Мальчик с бочонком продолжал спускаться и посвистывать. Внезапно он замолк и остановился. Посреди мертвой тишины послышались стоны… Они раздались за церковной оградой, где находилось кладбище… Случись такое обстоятельство ночью или даже в сумерки, мальчик бросил бы свой бочонок и полетел бы без оглядки в село, но теперь он ограничился тем, что стал вслушиваться. Румяное лицо его, исполненное до настоящей минуты рассеянностью и детскою беззаботливостью, осмыслилось выражением внимания. Он свернул с дороги и пошел к церкви. Стоны усиливались и превращались в рыдания. Немного погодя мальчик остановился у ограды; приложив щеки к решетке, увидел он высокого, худощавого мужика, который закапывал могилу; баба, между тем, лежала навзничь подле ямы и отчаянно колотилась головою оземь.

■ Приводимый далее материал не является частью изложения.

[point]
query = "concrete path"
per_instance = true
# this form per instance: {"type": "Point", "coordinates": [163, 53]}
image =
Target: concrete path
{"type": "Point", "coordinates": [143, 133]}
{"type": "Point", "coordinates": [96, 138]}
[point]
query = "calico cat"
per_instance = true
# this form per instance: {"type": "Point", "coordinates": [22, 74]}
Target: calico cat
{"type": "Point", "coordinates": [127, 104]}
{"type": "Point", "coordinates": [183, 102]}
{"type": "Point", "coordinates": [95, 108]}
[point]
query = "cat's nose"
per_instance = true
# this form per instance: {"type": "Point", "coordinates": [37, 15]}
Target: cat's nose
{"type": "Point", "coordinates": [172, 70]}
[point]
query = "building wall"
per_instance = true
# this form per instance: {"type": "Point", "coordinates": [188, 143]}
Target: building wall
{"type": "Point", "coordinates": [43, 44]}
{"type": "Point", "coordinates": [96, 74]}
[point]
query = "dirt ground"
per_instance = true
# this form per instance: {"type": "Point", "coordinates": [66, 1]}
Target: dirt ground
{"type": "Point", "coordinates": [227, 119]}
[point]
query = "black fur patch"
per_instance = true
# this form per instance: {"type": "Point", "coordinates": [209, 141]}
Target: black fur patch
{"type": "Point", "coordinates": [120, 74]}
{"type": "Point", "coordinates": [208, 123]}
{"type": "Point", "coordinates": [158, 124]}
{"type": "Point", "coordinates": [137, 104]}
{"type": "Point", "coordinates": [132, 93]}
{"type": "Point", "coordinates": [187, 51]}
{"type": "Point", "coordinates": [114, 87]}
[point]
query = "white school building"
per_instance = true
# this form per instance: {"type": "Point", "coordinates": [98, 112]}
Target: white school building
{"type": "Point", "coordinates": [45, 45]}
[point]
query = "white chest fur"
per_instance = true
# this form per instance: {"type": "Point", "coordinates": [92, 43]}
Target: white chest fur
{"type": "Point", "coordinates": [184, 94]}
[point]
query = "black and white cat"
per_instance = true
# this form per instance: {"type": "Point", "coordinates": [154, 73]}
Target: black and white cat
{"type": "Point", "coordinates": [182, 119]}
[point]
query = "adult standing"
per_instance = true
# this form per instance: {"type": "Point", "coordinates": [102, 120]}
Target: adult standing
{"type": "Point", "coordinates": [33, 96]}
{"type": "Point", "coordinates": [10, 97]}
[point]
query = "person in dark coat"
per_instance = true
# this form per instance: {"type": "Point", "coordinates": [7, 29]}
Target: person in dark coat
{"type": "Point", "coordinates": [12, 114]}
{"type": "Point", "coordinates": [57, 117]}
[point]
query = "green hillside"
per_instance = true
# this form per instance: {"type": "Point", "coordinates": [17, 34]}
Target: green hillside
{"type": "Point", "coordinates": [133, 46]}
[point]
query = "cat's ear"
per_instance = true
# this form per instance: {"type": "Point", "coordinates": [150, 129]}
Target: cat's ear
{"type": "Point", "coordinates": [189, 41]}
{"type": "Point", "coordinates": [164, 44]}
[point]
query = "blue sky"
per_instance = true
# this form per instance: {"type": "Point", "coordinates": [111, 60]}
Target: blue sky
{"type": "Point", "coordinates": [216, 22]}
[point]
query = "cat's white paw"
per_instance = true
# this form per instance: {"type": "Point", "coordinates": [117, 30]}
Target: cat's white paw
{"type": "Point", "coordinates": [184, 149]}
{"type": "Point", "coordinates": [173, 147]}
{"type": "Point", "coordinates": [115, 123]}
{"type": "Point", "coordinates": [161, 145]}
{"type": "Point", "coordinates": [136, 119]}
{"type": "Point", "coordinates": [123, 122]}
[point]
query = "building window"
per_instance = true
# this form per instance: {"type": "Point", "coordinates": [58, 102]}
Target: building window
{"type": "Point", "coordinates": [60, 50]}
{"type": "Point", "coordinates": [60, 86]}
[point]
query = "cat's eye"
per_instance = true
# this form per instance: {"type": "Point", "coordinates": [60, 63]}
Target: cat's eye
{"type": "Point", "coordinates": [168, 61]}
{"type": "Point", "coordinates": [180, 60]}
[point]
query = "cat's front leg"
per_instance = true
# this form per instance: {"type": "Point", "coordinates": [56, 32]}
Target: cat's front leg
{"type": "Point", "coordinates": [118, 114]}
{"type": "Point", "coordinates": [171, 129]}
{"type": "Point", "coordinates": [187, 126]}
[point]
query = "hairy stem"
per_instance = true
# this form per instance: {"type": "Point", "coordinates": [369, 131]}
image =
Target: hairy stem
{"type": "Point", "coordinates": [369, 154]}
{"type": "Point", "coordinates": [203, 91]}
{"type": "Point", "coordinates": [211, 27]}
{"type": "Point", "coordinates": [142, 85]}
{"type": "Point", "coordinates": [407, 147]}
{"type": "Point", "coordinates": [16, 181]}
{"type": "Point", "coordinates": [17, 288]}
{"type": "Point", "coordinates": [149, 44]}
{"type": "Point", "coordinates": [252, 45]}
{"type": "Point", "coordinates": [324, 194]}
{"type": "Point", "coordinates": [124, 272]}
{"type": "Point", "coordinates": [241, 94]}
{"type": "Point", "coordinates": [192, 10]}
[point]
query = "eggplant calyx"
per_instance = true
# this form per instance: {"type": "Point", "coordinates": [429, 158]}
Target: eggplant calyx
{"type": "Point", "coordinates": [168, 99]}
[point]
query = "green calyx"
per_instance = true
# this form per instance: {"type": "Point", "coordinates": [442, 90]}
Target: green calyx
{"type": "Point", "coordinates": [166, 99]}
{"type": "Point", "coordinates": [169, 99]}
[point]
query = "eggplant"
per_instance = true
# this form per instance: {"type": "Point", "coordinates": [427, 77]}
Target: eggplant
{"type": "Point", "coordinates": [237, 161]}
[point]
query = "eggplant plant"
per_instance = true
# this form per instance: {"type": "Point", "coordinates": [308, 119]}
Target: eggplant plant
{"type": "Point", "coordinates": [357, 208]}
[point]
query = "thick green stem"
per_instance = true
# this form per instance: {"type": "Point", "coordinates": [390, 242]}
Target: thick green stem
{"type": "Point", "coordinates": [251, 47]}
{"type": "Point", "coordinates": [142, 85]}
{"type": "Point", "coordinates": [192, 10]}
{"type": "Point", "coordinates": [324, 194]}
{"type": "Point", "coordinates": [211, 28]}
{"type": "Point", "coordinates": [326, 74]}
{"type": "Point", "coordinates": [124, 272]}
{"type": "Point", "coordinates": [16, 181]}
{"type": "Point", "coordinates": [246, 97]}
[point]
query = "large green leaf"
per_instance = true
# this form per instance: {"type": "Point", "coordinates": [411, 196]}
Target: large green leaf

Лицо мужика знакомо было мальчику; он знал, что мужика звали Андреем; он встречал его в селе, встречал в церкви по воскресеньям, встречал на дороге, на мельнице. Он слышал, как родные, говоря о нем, называли его всегда бедным. Все это припомнил мальчик, и вид знакомого человека в слезах и горе еще сильнее пробудил его любопытство. Но любопытство находило особенную пищу в отчаянии бабы; она билась у могилы и приговаривала нараспев:

Ох, тяжко мне… тяжко!
Ах ты, сизый голубь мой,
Ненаглядное дитятко!..
Кто мне теперь защебещет?
Кто меня сердцем порадует?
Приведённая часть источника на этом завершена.